A morning so perfect it was almost worth the two months of rain that preceded it. An hour’s wander around the old quarry (three quarters of the way up the bostal road) was accompanied by many thousands of strands of silk drifting south, catching the sun as they passed by.
Bird-wise it was pretty quiet: a Meadow Pipit singing very strongly and ‘parachuting’ beside the road, a couple of Yellowhammers, Linnets, Whitethroat and Skylark. A Sparrowhawk flew high west, then back east again, and a couple of Mistle Thrushes also seemed to be flying at high altitude. The most interesting stuff was closer to the ground – a Hummingbird Hawk Moth feeding on thistles, a bunch of smart Cinnabar Moth caterpillars destroying some ragwort, and dozens of Marbled White butterflies. Lots of skippers too, but I’m rubbish at identifying these – can anyone offer advice as to which species they might have been? Parts of the escarpment there is a carpet of bird’s foot trefoil and clover at the moment – should be good for blues again later in the summer.

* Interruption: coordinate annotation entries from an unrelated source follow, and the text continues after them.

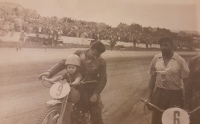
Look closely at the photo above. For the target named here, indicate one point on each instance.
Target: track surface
(23, 97)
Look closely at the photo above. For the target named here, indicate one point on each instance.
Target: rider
(93, 67)
(72, 74)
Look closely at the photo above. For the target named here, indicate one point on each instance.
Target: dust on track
(23, 96)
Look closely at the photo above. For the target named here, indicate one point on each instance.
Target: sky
(170, 14)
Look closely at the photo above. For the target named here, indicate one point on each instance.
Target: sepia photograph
(100, 62)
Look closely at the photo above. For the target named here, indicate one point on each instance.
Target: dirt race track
(23, 97)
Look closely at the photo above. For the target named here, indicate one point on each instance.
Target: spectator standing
(167, 70)
(193, 89)
(21, 40)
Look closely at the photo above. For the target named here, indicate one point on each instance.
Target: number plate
(175, 116)
(59, 90)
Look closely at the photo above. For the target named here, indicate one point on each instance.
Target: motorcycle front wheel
(50, 115)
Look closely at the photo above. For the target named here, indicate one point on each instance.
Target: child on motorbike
(72, 74)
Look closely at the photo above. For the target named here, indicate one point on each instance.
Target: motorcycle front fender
(53, 102)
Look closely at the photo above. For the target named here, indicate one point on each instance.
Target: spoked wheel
(50, 115)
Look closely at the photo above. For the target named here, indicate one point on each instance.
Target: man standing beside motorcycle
(93, 67)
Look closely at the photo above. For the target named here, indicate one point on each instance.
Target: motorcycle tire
(50, 115)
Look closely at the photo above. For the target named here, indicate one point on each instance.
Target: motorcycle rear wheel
(50, 115)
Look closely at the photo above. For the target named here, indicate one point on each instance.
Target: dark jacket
(93, 70)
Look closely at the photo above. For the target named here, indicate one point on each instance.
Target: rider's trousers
(165, 99)
(95, 109)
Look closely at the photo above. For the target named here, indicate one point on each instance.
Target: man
(93, 67)
(21, 40)
(193, 89)
(167, 70)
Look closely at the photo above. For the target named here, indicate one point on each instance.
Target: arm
(58, 78)
(77, 80)
(152, 83)
(56, 68)
(102, 80)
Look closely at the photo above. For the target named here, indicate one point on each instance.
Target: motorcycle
(63, 108)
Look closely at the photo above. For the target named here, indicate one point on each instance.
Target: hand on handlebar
(44, 75)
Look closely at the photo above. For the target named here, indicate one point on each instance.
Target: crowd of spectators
(17, 18)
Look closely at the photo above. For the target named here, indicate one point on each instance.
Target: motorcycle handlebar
(148, 103)
(87, 82)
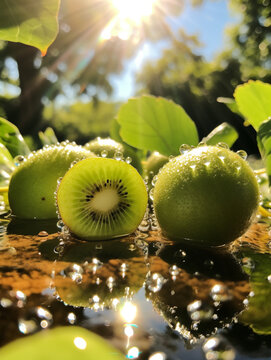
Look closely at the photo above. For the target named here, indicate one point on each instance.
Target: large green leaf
(264, 144)
(32, 22)
(62, 343)
(254, 102)
(156, 124)
(222, 133)
(7, 165)
(12, 139)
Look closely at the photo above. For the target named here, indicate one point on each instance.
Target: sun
(129, 16)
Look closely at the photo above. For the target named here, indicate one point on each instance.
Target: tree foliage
(187, 78)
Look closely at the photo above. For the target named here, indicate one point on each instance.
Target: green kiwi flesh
(101, 198)
(111, 147)
(34, 181)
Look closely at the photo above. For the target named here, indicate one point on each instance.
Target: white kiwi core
(105, 200)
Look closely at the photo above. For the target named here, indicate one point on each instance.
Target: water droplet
(71, 318)
(174, 270)
(151, 194)
(222, 145)
(128, 160)
(218, 348)
(184, 149)
(4, 302)
(43, 233)
(34, 320)
(199, 311)
(110, 282)
(93, 266)
(155, 282)
(144, 226)
(18, 160)
(74, 272)
(248, 263)
(154, 179)
(60, 224)
(242, 154)
(118, 155)
(104, 153)
(158, 356)
(220, 293)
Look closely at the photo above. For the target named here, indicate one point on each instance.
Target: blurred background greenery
(71, 88)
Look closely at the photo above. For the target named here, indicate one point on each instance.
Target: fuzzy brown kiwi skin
(90, 230)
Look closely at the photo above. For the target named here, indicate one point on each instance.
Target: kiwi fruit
(110, 148)
(208, 196)
(101, 198)
(34, 181)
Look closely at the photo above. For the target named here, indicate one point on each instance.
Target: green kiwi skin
(33, 183)
(111, 146)
(77, 192)
(201, 200)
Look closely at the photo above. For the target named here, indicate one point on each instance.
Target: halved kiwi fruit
(101, 198)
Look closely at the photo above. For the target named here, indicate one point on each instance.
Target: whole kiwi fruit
(111, 148)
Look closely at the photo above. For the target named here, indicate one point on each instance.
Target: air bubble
(155, 282)
(128, 160)
(248, 263)
(242, 154)
(110, 282)
(118, 155)
(34, 320)
(199, 311)
(222, 145)
(43, 233)
(174, 270)
(60, 224)
(104, 153)
(151, 194)
(220, 293)
(18, 160)
(154, 180)
(218, 348)
(74, 272)
(71, 318)
(184, 149)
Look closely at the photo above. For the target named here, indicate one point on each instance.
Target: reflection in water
(52, 280)
(197, 296)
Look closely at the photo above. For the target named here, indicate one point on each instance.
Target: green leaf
(254, 102)
(48, 137)
(7, 165)
(62, 343)
(115, 131)
(30, 22)
(258, 312)
(12, 139)
(222, 133)
(264, 145)
(156, 124)
(231, 104)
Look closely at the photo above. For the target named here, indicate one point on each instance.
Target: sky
(207, 21)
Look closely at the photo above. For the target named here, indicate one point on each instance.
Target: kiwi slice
(33, 183)
(109, 148)
(101, 198)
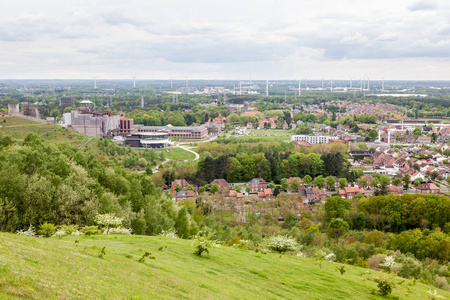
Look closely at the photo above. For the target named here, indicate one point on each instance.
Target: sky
(225, 39)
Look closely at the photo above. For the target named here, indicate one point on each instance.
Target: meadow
(70, 268)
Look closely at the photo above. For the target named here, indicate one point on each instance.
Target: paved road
(89, 139)
(197, 156)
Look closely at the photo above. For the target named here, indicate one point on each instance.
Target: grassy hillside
(18, 128)
(69, 267)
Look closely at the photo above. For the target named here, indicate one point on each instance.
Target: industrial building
(312, 139)
(181, 132)
(148, 140)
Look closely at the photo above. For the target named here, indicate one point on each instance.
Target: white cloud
(64, 39)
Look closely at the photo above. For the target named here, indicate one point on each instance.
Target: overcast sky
(225, 39)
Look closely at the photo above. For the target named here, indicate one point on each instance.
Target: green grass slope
(61, 268)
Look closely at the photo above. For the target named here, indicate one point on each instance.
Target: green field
(251, 138)
(70, 268)
(271, 132)
(178, 154)
(16, 121)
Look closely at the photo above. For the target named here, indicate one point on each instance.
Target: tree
(417, 131)
(337, 207)
(375, 182)
(284, 184)
(182, 223)
(319, 181)
(384, 182)
(363, 182)
(307, 180)
(373, 134)
(360, 221)
(337, 228)
(330, 182)
(343, 183)
(276, 191)
(295, 184)
(214, 189)
(407, 180)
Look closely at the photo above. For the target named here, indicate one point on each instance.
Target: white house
(240, 130)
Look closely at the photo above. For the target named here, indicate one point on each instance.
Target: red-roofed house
(181, 182)
(428, 188)
(350, 192)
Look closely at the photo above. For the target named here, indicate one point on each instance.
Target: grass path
(70, 268)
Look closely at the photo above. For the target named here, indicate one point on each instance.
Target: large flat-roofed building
(98, 124)
(312, 139)
(181, 132)
(148, 140)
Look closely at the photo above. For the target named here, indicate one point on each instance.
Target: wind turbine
(187, 80)
(95, 81)
(331, 83)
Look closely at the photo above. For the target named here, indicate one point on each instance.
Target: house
(298, 179)
(181, 182)
(350, 192)
(392, 189)
(428, 188)
(417, 175)
(222, 183)
(273, 125)
(257, 185)
(312, 194)
(185, 194)
(240, 130)
(424, 140)
(266, 195)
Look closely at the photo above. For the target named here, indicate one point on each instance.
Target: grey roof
(170, 128)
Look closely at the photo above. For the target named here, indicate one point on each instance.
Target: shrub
(146, 254)
(169, 233)
(118, 230)
(280, 244)
(441, 282)
(389, 263)
(202, 244)
(68, 229)
(90, 230)
(384, 285)
(47, 229)
(108, 220)
(29, 232)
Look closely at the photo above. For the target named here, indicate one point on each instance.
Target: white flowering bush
(171, 233)
(118, 230)
(30, 232)
(389, 263)
(330, 257)
(109, 221)
(60, 233)
(280, 244)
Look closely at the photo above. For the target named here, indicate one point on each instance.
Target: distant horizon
(395, 40)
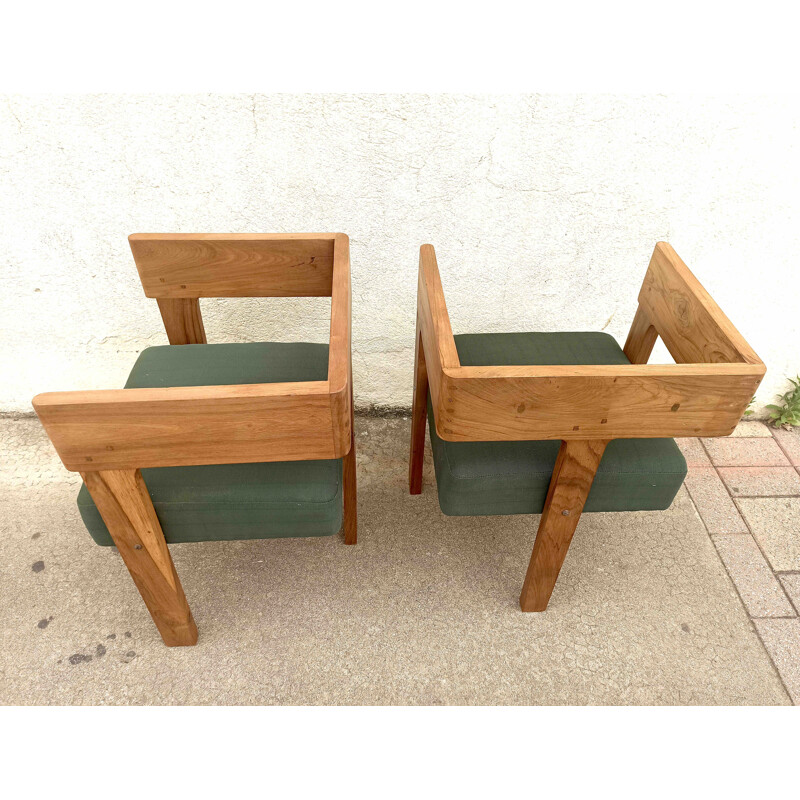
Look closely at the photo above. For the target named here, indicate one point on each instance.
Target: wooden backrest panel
(193, 265)
(692, 326)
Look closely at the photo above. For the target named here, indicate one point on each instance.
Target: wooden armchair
(254, 411)
(499, 400)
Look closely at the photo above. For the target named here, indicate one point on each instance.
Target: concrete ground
(422, 611)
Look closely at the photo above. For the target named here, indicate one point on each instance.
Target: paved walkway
(422, 611)
(747, 490)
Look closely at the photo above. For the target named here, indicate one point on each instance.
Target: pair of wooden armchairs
(250, 441)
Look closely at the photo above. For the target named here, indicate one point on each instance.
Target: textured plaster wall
(544, 211)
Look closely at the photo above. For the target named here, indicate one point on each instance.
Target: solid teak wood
(108, 435)
(703, 394)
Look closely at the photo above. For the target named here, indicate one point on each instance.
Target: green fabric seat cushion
(234, 501)
(488, 478)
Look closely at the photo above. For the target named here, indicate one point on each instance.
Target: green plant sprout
(787, 414)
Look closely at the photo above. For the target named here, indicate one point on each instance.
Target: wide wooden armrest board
(635, 400)
(218, 424)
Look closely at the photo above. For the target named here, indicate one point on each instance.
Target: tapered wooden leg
(350, 494)
(419, 415)
(573, 474)
(124, 503)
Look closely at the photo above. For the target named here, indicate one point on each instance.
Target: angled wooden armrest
(704, 395)
(186, 425)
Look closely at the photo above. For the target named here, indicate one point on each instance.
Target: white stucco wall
(543, 209)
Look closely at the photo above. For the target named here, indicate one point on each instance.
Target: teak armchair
(275, 420)
(499, 400)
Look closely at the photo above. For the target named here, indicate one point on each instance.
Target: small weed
(788, 413)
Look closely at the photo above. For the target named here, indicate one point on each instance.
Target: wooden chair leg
(419, 415)
(350, 494)
(124, 503)
(573, 474)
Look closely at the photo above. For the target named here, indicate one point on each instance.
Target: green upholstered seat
(485, 478)
(235, 501)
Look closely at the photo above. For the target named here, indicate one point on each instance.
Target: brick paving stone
(782, 640)
(775, 523)
(694, 453)
(713, 502)
(760, 481)
(745, 452)
(747, 428)
(761, 593)
(790, 442)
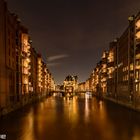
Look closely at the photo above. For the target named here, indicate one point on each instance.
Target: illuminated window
(138, 35)
(138, 24)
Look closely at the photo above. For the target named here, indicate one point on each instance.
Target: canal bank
(129, 105)
(25, 100)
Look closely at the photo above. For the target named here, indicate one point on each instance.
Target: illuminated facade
(81, 87)
(112, 69)
(22, 74)
(71, 84)
(26, 63)
(117, 75)
(3, 88)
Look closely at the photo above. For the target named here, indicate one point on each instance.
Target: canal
(79, 118)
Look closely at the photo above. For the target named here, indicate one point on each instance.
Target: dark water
(80, 118)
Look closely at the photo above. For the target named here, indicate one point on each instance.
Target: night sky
(71, 34)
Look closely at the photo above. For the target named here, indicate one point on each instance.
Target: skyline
(59, 28)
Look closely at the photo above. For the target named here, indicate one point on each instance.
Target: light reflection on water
(77, 118)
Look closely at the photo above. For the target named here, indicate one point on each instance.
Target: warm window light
(138, 35)
(138, 24)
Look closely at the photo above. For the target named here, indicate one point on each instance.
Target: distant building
(71, 84)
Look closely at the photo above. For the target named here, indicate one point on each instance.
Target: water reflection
(77, 118)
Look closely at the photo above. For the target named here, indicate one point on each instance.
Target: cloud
(56, 57)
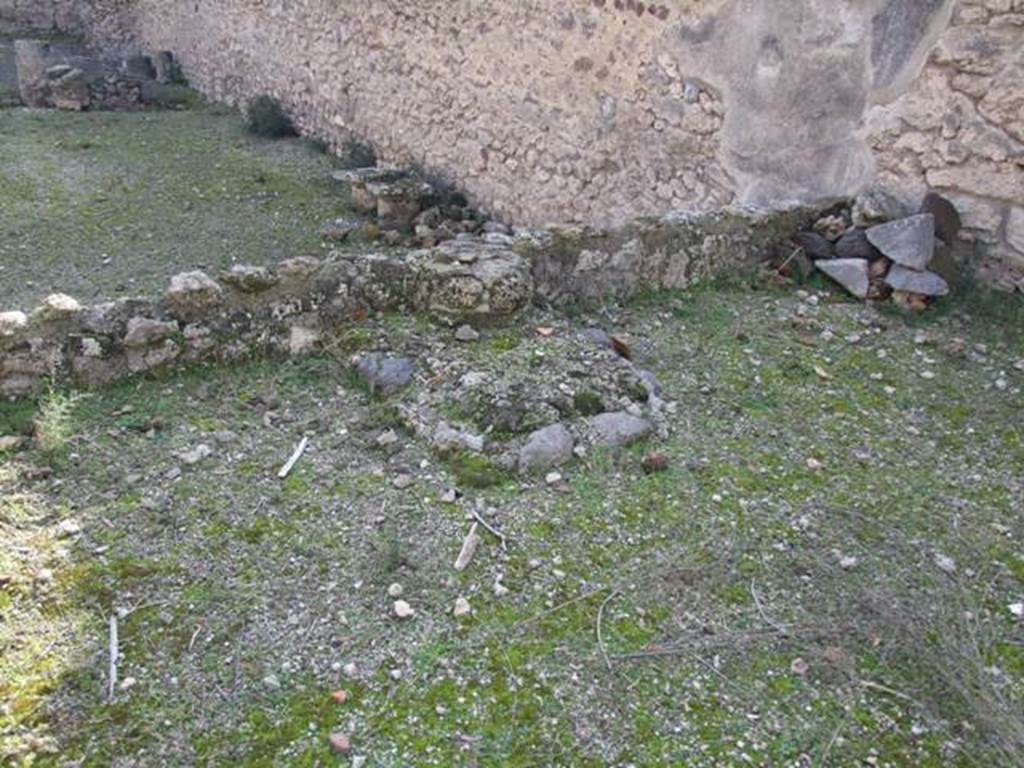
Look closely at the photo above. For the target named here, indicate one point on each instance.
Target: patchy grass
(102, 204)
(742, 607)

The rest of the day was spent in and out of the garden, for the first time in a long while. A Blackcap sang occasionally, and a pair of Buzzards wheeled overhead, while Great spotted and Green Woodpeckers called from nearby. There’s plenty of hirundine activity above the village, but no small raptors – I’ve still to see a Hobby this year. An agitated cock Blackbird ‘chucking’ madly on-and-off all day was probably trying to protect recent fledglings from the local cats – a full-time job in Firle, where felines seem to outnumber people. A Small Copper butterfly that dropped in was the first I’ve ever noticed in the garden.